Fort Zeelandia op een klein eiland in de Essequibo, gebouwd door Zeeuwse kolonisten in de achttiende eeuw. Oorspronkelijk werd de kolonie Essequibo bestuurd
vanuit het verder naar het zuiden gelegen zeventiende-eeuwse Fort Kyk Overal.
Het Rijk heeft al jaren een programma dat zich richt op
dit gedeelde cultureel erfgoed. Binnen dit programma
zijn zogeheten prioriteitslanden aangewezen, waaronder
Indonesië, Suriname, India, Brazilië, India en Zuid-Afrika.
Hoewel Guyana nimmer een prioriteitsland is geweest, zijn
er middels een specifiek programma - The Atlantic World
and the Dutch 1500-2000 (AWAD, 2004-2011) - wel enkele
projecten uitgevoerd. Naast een brede inventarisatie van
het Zeeuwse/Nederlandse erfgoed in brede zin van het
woord, is bijvoorbeeld het Dutch Period Museum in de
Court of Policy Building gerealiseerd. Dit is het oudste
gebouw van Guyana, gelegen op Fort Island, een klein
eilandje in de Essequibo. Tezamen met het nabij gelegen
Fort Zeelandia - ook onder dit programma gerestaureerd -
functioneerde het als bestuurscentrum van de kolonie
Essequibo. Het fort is gebouwd met de bakstenen van
Zeeuwse schepen die als ballast werden meegevoerd.
Het geld dat wordt verdiend met de verkoop van kaartjes
voor de bezoekers van het museum, komt ten gunste van
de lokale bevolking op het eiland. Helaas komen er maar
weinig bezoekers. Kansen liggen er wel, want de gebouwen
en de plek zijn prachtig. Wellicht dat ook hier een
toekomstige werelderfgoedstatus soelaas kan bieden.

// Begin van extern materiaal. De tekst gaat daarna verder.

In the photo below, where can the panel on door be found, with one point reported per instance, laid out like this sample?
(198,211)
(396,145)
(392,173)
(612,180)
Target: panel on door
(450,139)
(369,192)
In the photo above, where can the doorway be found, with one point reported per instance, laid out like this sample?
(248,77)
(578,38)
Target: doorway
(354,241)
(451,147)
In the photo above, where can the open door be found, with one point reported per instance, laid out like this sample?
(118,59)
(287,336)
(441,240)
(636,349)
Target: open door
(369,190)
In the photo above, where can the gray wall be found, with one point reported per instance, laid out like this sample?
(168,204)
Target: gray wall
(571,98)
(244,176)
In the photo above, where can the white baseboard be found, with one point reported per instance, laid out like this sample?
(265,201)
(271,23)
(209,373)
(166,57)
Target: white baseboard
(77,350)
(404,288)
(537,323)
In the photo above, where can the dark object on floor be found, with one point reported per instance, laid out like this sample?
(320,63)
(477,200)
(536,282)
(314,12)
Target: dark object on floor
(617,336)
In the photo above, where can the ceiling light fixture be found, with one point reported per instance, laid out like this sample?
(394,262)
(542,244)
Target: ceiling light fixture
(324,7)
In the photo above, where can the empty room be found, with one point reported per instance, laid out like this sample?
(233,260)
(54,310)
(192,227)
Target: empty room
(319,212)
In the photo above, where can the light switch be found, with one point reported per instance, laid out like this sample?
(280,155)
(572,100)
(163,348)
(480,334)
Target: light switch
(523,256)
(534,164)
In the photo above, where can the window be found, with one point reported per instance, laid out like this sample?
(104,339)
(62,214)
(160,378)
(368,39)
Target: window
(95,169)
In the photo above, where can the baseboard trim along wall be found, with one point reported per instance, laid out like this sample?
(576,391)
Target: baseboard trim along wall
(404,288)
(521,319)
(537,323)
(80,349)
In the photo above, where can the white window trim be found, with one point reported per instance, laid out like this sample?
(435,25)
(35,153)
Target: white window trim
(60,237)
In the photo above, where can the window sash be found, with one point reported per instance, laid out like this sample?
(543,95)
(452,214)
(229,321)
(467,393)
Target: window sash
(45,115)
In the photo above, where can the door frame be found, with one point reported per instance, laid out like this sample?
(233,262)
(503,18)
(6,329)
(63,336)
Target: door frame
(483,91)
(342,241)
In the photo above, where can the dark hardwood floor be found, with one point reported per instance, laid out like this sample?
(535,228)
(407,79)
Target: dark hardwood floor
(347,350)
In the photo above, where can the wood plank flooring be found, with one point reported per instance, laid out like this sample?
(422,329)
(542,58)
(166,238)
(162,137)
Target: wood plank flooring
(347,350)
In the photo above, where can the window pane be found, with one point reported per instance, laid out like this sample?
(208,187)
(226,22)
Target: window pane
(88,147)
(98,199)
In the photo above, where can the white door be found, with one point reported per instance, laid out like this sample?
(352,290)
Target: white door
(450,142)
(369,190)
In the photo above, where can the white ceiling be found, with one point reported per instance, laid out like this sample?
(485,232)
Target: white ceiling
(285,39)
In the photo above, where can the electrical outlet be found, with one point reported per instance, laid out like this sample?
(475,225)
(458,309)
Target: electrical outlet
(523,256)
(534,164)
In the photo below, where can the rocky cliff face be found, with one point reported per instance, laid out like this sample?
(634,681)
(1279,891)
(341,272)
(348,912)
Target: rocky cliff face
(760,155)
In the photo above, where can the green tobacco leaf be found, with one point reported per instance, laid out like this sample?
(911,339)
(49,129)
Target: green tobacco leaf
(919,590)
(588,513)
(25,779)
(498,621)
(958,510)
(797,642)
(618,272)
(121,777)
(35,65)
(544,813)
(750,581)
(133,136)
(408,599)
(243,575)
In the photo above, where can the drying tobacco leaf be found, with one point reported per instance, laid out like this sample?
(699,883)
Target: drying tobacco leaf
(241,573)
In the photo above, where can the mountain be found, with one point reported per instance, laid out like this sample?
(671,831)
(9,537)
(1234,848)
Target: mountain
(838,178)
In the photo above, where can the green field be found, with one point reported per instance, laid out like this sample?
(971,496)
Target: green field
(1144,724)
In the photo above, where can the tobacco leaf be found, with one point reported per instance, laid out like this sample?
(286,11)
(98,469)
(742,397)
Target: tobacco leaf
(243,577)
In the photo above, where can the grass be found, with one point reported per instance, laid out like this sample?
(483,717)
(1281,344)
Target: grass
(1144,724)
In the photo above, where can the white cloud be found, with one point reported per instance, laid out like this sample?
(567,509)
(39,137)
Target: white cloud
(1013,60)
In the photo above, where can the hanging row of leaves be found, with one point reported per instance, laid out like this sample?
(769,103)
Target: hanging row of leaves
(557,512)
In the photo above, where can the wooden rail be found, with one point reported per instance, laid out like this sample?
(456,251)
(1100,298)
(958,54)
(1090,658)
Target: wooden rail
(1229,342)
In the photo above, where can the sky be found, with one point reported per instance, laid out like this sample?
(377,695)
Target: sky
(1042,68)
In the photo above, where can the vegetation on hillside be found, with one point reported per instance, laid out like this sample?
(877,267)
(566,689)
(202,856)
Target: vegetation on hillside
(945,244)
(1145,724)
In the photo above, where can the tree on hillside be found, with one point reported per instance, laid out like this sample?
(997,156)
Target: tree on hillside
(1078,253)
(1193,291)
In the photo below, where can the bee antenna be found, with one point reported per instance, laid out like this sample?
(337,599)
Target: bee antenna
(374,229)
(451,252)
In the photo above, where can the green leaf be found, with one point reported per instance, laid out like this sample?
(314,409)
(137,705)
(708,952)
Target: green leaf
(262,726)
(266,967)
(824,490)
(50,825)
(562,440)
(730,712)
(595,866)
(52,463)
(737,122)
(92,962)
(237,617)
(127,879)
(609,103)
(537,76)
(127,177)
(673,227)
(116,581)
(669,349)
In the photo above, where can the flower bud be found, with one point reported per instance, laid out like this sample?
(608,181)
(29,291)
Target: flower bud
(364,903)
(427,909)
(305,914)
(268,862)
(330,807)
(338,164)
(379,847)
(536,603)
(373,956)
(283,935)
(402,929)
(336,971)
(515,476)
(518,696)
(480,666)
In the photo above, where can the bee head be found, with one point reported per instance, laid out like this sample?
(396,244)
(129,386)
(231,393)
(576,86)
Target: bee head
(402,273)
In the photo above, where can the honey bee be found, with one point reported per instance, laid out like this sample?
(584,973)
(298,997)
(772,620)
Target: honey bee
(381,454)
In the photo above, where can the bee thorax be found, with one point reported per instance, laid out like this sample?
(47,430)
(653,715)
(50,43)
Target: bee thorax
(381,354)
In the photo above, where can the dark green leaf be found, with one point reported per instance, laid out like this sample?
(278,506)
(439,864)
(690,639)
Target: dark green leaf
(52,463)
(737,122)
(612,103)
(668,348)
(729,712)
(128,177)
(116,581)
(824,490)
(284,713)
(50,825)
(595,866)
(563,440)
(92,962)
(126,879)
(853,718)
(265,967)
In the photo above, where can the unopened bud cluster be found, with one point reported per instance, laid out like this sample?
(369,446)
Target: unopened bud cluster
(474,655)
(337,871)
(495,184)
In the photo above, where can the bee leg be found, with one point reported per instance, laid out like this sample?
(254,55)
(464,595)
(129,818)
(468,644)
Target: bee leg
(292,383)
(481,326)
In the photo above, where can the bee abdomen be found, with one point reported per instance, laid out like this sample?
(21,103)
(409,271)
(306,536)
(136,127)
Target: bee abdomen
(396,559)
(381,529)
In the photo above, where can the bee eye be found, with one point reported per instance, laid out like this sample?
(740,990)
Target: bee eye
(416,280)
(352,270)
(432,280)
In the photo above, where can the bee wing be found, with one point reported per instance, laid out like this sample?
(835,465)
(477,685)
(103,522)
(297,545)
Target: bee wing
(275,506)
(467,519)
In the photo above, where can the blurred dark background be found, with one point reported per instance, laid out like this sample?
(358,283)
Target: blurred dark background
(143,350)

Meer naar het zuiden ligt op de samenvloeiing van
Mazaruni en de Cuyuni River een klein eiland met daarop
de restanten van Fort Kyk Overal. Veel meer dan een
heropgemetselde boog en oude stenen is het niet meer.
De meest obscure Nederlandse oud-kolonie is Berbice,
langs de gelijknamige rivier. De kolonie werd in 1627
gesticht door de Zeeuwse koopman Abraham van Peere,
die een octrooi verkreeg en een plantage langs deze rivier
stichtte waar hij onder andere suiker en tabak ging
verbouwen. De oude uitdrukking 'naar de barrebiesjes
gaan' duidt al aan dat het niet goed is afgelopen met de
Zeeuwen die hier nadien naartoe trokken. Ten eerste werd
het land van de Wilde Kust, het deel van Zuid-Amerika waar
deze kolonies gelegen zijn, the white man's grave genoemd.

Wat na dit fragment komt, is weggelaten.